Well, he had touched some chord in Vivian's heart. It was Vivian who told him of her granddaughter, Martha.

“Deirdre and I thought of adopting.”

“I've come to think it is a great risk.”

She was encouraged by his sympathy, and he got the whole story.

“Wouldn't it be better if she learned who her mother had been?”

Vivian stepped back. He seemed to have said the right thing. “You're right, Martin. For all we know, she isn't even alive.”

“I could find out for you.”

“How?”

He held up his hand and looked wise. “What was her name?”

“Madeline.”

“Madeline what?”

“I don't remember. If I ever knew.”

“That makes it hard. But not impossible. I'll get on it.”

“It has to be done very quietly.”

“Trust me.”

“And Martin? Don't say anything to Henry.”

He locked his lips and threw away the key.

5

Tuttle the lawyer sat in a booth in the Great Wall of China, Peanuts Pianone across from him, the table heaped with the remains of their meal. Peanuts sipped beer. Tuttle, who drank only hot tea when he ate Chinese, had the pot to himself. The two friends were silent, as they often were together. Peanuts was almost autistic, a Fox River policeman thanks to the pull of his shady family. His eventual retirement would bring no discernible lessening of activity. Though not so baldly stated, his assignment was to stay out of the way of serious police work. But he was Tuttle's eyes and ears in the department and thus key to the possibility of employment of those legal skills not universally appreciated. Peanuts was of little help on the recent hit-and-run, though.

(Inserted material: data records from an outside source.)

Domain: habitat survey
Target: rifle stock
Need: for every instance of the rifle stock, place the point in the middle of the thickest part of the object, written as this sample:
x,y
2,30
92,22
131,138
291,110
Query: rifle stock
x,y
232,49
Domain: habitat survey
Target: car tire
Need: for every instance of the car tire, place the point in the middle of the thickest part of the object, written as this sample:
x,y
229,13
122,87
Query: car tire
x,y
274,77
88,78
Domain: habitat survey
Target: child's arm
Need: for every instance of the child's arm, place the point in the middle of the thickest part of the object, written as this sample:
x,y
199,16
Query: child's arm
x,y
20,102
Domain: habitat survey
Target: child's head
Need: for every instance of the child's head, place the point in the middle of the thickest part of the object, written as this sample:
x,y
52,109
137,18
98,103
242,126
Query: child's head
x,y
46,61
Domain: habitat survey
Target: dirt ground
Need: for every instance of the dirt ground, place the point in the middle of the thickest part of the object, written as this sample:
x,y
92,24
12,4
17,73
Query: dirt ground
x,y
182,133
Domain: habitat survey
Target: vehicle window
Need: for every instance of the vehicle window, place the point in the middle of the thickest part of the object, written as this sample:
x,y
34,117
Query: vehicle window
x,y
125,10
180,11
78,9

“More run than hit,” Peanuts had reported, and smiled at his own lapidary phrase. He repeated it, in the manner of those who have surprised themselves with wit.

“What's that mean?”

Peanuts shrugged. He had been debriefed and that was that. So Tuttle, full of food and awash in tea, sat pondering what chances for himself there might be in all this. The dead man had been an author, a fact that had galvanized the literati in the greater Chicago area. A grand memorial service was in preparation for their fallen brother. There had been newspaper accounts of the incompetency of the Fox River constabulary. Obviously, some fanatic foe of the First Amendment was loose, and the police were doing nothing. Tuttle had leafed through some of Nathaniel Fleck's volumes at the public library and found them unreadable.